A resposta de Duarte Cordeiro parece ir noutra direção que aliás já tinha sido indicada pelo primeiro-ministro no primeiro dia de debate do programa. Em vez de taxar lucros, o Governo prefere redirecionar os lucros inesperados para a redução de preços dentro do próprio sistema elétrico, através da mudança das regras do mercado grossista de eletricidade.
Costa diz que ganhos extraordinários das renováveis vão financiar controlo do preço da eletricidade
A proposta ibérica em discussão com Bruxelas passa por “mutualizar os ganhos que a senhora deputada quer taxar. Os consumidores vão beneficiar da tarifa mais baixa do gás e com isso de uma tarifa mais baixa da eletricidade. O sistema fica mais protegido das pressões inflacionistas”. E Duarte Cordeiro diz que com a proposta (que fixa um preço máximo para o gás usado na geração elétrica) até seria possível reverter o aumento extraordinário das tarifas de 3% que está em vigor desde abril. “Temos de encontrar as melhores soluções para proteger os consumidores”, mas também “salvaguardar o mercado”.

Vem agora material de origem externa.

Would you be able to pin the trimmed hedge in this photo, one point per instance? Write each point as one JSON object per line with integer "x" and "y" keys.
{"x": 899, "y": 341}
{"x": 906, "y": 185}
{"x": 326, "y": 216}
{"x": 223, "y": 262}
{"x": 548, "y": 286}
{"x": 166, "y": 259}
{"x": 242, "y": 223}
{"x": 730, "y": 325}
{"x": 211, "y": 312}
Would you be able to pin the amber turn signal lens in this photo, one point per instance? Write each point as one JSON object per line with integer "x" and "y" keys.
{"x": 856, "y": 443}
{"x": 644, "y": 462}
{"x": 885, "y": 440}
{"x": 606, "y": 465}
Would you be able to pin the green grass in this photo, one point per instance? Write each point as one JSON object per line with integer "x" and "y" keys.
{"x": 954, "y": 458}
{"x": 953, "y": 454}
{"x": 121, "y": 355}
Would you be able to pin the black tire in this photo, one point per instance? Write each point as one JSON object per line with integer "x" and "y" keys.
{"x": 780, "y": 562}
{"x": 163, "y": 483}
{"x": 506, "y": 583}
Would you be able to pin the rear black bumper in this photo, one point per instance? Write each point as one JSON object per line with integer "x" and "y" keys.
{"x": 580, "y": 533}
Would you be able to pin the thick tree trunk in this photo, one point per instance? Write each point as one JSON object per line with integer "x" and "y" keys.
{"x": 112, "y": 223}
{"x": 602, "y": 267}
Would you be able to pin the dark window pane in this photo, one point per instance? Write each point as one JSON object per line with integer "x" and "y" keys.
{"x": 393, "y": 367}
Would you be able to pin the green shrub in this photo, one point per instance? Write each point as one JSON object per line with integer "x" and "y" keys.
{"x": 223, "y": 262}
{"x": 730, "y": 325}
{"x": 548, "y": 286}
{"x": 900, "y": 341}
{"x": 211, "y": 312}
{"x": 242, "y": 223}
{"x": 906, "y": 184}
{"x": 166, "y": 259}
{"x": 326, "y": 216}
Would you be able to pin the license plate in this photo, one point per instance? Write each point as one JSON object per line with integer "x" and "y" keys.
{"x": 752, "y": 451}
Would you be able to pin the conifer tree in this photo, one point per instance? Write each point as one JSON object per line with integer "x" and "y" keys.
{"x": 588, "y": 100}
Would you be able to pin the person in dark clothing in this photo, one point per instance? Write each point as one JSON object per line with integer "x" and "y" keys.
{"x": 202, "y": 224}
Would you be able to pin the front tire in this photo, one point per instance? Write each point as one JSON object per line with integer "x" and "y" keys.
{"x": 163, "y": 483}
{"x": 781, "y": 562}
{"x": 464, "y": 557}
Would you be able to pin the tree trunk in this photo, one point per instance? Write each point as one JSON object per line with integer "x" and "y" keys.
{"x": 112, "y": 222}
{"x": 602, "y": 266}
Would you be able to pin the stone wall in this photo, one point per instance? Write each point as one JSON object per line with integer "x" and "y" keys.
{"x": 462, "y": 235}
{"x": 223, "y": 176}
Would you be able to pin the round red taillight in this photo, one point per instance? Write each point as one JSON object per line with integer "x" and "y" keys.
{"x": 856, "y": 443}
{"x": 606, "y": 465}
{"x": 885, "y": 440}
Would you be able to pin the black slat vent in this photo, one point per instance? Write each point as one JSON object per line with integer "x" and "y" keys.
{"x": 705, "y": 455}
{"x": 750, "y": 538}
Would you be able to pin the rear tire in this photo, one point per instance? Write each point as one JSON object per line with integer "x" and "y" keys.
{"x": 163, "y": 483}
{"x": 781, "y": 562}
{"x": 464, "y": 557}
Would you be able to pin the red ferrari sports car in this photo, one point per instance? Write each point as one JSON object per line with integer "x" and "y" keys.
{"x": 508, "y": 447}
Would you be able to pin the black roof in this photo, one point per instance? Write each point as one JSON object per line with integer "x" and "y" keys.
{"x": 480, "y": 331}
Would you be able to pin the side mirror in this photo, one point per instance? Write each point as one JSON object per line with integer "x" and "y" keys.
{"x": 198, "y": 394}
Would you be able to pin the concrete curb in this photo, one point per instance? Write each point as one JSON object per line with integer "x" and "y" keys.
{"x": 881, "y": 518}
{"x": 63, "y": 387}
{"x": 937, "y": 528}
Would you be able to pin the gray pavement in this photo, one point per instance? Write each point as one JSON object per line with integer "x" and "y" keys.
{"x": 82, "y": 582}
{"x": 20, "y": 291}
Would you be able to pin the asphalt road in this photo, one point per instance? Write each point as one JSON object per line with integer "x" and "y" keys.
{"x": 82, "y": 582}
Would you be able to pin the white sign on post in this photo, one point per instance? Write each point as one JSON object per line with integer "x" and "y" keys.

Ambiente e energia no mesmo secretário de Estado (Galamba). “Vamos separar responsabilidades”
O tema dos interesses económicos também veio à baila na intervenção da deputada agora única do PAN, mas no caso de Inês Sousa Real a preocupação era com a junção do ambiente e energia. “Pode garantir que a política ambiental não vai continuar refém dos interesses económicos? Não vai a independência energética colocar em causa reserva agrícola e ambiental? As duas pastas já estavam no mesmo ministério, mas nesta orgânica ficaram debaixo da mesma secretaria de Estado. E Bruno Coimbra do PSD criticou a opção de “juntar duas pastas tão densas na tutela de um secretário de Estado — João Galamba — que sempre desprezou o ambiente e a contestação das populações à mineração (lítio)”.
Duarte Cordeiro lembra que a compatibilização entre energia e ambiente já existia e foi rápido a desfazer eventuais dúvidas: “Dentro do ministério vamos separar as responsabilidades de cada um”. Assim, o secretário de Estado do Ambiente e Energia ficará com o setor empresarial nesta área. Os recursos hídricos ficam na tutela da secretaria de Estado da Conservação da Natureza e Florestas e a sensível área da avaliação ambiental é assumida pelo ministro.
Numa intervenção inicial marcada por muitos números e metas, o ministro do Ambiente referiu ainda as prioridades na gestão da paisagem, na valorização do património natural, nas florestas e na biodiversidade, sem esquecer a eletrificação da mobilidade e reorganização dos territórios de baixa densidade e o valor “mais alto de sempre” de 19 milhões de euros do Fundo Ambiental para as áreas protegidas que Duarte Cordeiro quer expandir. E, se em termos de agenda e prioridades, a única coisa que muda (de acordo com o ministro) é uma maior ambição e mais meios para atingir os objetivos, Duarte Cordeiro deixou outra nota que pode ser entendida como uma mudança de estilo, apesar da maioria absoluta.
Esta “transição exige capacidade de decisão, mas não se vai deixar de ouvir quem é afetado ou quem se opõe à mudança. Não fechamos nenhuma porta, as portas vão ficar abertas”.